Sir Humphrey of the Treasury: "Is this about Trident again?"
Jim Hacker MP: "Not this time Humphrey. Can we have £150k tax free to keep our very valuable pilots beyond 38?"
Treasury: "Not a chance. You can have £20k."
Jim Hacker MP: "Tax-free?"
Treasury: "It's income, it'll be taxed"
Jim Hacker MP: "But that means you'll get half of it back!?"
Treasury: "Yes Minister..."
Treasury: "What exactly are we getting for our money?"
Jim Hacker MP: "5yrs of loyalty"
Treasury: "But we've already got 5yrs out of all of those current Professional Aviators. You're definitely not going to give it to them are you?"
Jim Hacker MP: "Well, we wouldn't want them to feel like they missed out"
Treasury: "They didn't miss out. They're on a very attractive scheme..."
Treasury: "Only give it to those who are almost definitely out of the door. We can't afford to give it to those who are already staying - unless you'd prefer to just give everyone a fiver instead?"
Jim Hacker MP: "Haven't you just given the junior doctors 11%?"
Treasury: "Ahhh but they're worth it! Do you want the cash or not?"
Jim Hacker MP: "Alright."
Treasury: "Thank you Minister. That'll be all"

:p

GipsyMagpie 19th May 2016 22:00


Originally Posted by CharlieMike (Post 9381293)
I've just run the pension calculator twice - once for leaving at IPP and once for leaving after having accepted a PAS offer and leaving after a 5 year RoS. Can't work out why, but assuming max commutation, my immediate pension would decrease by about £2000. Assuming 25 years of pension, this significantly wipes out the bounty and the slight increase to lump sum.

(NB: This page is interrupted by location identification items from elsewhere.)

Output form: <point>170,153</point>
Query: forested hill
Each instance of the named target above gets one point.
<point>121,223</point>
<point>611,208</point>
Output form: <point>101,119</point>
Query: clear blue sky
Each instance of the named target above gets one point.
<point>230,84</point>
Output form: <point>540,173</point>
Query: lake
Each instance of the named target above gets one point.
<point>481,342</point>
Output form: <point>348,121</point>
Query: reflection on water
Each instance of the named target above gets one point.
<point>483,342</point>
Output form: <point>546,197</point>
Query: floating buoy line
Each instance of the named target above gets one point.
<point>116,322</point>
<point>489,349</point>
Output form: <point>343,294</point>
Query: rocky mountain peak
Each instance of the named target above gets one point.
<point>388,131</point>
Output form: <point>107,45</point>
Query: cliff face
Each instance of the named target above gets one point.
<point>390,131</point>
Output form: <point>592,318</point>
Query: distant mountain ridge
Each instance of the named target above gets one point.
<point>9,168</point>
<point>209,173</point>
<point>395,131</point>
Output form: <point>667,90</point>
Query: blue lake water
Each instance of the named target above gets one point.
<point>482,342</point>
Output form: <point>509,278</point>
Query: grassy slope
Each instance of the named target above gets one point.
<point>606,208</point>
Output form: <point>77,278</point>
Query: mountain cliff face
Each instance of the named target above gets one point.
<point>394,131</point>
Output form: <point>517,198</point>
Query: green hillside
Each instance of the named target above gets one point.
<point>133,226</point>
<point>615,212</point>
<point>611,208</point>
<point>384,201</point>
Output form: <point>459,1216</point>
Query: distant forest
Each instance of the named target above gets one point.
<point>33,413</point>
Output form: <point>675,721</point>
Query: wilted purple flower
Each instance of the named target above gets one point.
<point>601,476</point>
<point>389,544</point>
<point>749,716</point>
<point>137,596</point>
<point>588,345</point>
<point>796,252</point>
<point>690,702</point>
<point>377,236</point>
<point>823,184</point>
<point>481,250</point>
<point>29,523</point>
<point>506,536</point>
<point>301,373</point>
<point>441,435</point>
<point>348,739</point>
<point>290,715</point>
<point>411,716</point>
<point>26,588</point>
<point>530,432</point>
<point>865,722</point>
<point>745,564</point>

Maybe I'm doing something wrong and I'm happy to be corrected, but taking the PAS offer seems to mean I lose money when I include the pension effects. :sad:

Have you put leaving on PVR terms at the end of your 5 year ROS? That would make you lose a lot from your 75 scheme pot. Don't you get an option (non-PVR) at that 5 year point? If not I'm very sad for those that bit.

Bob Viking 20th May 2016 10:28

Has anyone else worked what what inverse commutation means yet by the way?!

BV

GipsyMagpie 20th May 2016 13:30

That's an easy one. It means trading off your annual pension against a the lump sum (bigger pension vs smaller lump sum in this case). I seem to recall you are better off tax wise with max commutation rather than inverse.